Most of the violence has pitted members of the president's Kikuyu tribe against other ethnic groups, including the Luo, of which Odinga is a member.

"Our rallies will continue until the government sits down with us and seeks a solution," said opposition spokesman Salim Lone. "Calling off rallies would be admitting defeat to those who first stole the presidential election and are now killing innocent protesters on sight."

Speaking to reporters, government spokesman Alfred Mutua repeated President Kibaki's position the opposition should take its grievances to court and said Kibaki's administration "is very open to dialogue."

Riots and ethnic killings in the wake of the disputed vote have marred Kenya's image as a stable democratic oasis in a war-ravaged region and damaged its tourist-dependent economy. It has also exacerbated long-simmering ethnic tensions and conflicts over land.

In Nairobi's Mathare slum, residents hid indoors and crouched on the floors of shops as young men ran past. Police fired tear gas down dirt alleyways and gunshots into the air.

One Red Cross medic said his ambulance picked up a 24-year-old with deep machete cuts to his head and neck and a fractured arm.

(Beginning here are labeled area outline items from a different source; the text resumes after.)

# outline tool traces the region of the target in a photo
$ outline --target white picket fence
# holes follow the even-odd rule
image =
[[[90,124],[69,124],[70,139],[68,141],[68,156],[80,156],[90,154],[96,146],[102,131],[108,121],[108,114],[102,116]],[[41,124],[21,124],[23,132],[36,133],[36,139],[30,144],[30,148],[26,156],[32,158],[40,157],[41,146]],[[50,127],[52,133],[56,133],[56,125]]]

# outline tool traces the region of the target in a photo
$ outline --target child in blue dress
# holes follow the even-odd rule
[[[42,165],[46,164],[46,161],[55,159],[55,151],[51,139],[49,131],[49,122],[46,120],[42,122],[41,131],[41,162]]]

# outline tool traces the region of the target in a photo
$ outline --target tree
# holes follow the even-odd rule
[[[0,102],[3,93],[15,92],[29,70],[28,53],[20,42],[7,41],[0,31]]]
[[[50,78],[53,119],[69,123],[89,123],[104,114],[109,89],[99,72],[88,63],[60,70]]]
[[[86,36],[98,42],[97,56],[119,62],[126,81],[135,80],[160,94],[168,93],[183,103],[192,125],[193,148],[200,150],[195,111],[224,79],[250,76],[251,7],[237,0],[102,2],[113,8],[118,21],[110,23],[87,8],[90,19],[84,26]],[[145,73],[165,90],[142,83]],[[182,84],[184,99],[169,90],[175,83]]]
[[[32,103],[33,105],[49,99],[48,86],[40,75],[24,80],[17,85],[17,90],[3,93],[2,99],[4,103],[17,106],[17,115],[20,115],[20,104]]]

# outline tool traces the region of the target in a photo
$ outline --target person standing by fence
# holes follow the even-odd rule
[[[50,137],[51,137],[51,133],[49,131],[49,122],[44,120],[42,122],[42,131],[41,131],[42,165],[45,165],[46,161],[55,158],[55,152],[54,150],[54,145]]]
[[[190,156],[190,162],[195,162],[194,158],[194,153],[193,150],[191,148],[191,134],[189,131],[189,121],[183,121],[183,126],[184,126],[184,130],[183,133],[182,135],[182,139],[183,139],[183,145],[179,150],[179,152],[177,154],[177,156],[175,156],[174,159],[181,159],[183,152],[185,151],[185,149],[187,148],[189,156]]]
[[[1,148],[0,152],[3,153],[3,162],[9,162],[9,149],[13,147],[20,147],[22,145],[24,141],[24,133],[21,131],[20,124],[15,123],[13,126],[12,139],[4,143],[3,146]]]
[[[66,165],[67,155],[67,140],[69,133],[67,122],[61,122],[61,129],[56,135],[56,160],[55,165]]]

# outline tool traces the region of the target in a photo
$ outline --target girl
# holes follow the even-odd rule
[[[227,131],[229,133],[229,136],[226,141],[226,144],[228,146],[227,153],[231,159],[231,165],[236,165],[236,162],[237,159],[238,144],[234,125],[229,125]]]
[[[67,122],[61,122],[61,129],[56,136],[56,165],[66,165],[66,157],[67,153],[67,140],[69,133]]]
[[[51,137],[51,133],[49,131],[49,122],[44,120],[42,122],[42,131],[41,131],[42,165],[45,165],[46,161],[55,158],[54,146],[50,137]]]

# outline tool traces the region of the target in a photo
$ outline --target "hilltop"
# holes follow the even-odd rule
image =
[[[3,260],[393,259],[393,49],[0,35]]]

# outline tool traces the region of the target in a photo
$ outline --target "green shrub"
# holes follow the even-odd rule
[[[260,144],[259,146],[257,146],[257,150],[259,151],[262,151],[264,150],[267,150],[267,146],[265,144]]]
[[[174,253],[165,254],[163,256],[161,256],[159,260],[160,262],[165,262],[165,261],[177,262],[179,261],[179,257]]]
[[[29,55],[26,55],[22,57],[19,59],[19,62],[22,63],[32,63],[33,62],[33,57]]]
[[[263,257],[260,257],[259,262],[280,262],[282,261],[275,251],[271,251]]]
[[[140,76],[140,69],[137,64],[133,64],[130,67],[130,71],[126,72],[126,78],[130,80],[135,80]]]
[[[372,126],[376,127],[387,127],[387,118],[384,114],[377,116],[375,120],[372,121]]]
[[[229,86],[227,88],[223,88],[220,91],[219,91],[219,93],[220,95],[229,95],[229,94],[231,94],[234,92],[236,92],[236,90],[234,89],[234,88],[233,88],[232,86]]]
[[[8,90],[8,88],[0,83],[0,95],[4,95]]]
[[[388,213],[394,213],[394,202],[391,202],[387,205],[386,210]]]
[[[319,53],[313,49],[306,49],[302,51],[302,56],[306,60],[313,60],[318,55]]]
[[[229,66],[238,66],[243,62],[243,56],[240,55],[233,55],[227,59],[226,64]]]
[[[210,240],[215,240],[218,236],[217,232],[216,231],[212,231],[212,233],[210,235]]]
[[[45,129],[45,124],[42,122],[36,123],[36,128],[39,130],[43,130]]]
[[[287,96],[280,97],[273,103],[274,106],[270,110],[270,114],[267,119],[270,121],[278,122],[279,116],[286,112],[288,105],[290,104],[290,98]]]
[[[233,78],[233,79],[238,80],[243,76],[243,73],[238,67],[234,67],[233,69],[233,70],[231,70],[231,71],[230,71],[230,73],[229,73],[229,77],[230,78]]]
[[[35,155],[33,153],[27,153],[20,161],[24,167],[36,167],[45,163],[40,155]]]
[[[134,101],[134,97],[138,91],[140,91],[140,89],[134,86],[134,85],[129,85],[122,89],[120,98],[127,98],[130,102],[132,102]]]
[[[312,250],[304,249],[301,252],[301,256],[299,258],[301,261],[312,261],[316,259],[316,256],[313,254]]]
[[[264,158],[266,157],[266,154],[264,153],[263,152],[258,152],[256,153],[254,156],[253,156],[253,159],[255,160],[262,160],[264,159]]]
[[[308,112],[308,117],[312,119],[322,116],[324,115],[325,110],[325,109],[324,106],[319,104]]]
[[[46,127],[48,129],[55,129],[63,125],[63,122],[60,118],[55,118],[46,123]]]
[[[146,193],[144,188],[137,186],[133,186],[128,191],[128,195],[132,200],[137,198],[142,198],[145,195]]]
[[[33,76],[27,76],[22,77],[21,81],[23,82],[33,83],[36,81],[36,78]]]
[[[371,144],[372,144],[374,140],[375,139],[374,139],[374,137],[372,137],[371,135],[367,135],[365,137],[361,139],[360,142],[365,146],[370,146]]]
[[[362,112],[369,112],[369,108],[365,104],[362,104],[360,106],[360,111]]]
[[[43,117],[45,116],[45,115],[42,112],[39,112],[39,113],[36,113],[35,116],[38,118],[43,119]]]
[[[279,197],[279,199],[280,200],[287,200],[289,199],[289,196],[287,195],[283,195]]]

The medic asked not to be named because he was not authorized to speak to the press.

As he spoke, another man staggered down the road, bleeding profusely from the head and mouth. "Help me," he begged before collapsing. Jack Owich, his 22-year-old companion, said the two had been attacked by a gang from a rival ethnic group two blocks away.

"They were Kikuyus," the opposition supporter said, naming the president's tribe.

Police also fired tear gas in downtown Nairobi at dozens of protesters, some of whom threw stones.

In the western town of Eldoret, gunfire echoed across town as police fired warning shots to break up several dozens-strong groups who tried to gather. Some protesters overturned kiosks and pushed them into roads to block them, and tires burned in the city center. Arms reports some human rights groups have become "very upset" by security forces' use of live rounds.

The government has banned the rallies, but the opposition and Kenyan human rights groups say the government has no authority to do so.

This week, 13 nations, including the United States and Britain, increased pressure on rival politicians to find a solution, threatening to cut aid to the government "if the commitment of the government of Kenya to good governance, democracy, the rule of law and human rights weakens."

Mutua told reporters: "The government of Kenya will not be blackmailed ... We are able to support ourselves."

About 6 percent of Kenya's budget comes from foreign aid. The unrest, though, has hurt the economy, particularly the key tourism sector.

In Britain, the Federation of Tour Operators extended a ban on charter flights to Monday. The Press Association quoted the largest British tour operator to Kenya, Somak, as saying they were offering alternative vacations in India.

A few dozen miles outside the western town of Eldoret, 12 empty trucks and buses blocked a main road. The drivers, milling nearby, said they had been stopped overnight by around 150 young men armed with machetes who robbed them, flattened their tires and stole fuel. One bus was filled with aid supplies from the U.N. World Food Program.

Driver Rashid Hassan, 42, said the culprits told them they had blocked the road because 'until Kibaki leaves, there is no peace."'

Late Wednesday, the United Nations launched an appeal for nearly $42 million to help half a million Kenyans affected by the violence.

U.N. humanitarian chief John Holmes said the money was needed to provide food, shelter, health care and other services for the next six months.

U.S. Ambassador Michael Ranneberger, speaking by telephone hookup Wednesday from Kenya to a conference at the Center for Strategic International Studies, a Washington think tank, said a power-sharing arrangement was "the only thing to do," but it would not be easy to persuade Kibaki and Odinga to agree to such a compromise.

But "both have looked us in the eye and said they are willing to have a dialogue," Ranneberger said, adding Kibaki's one condition is that he will not step down.

The ambassador said a new election would be too expensive.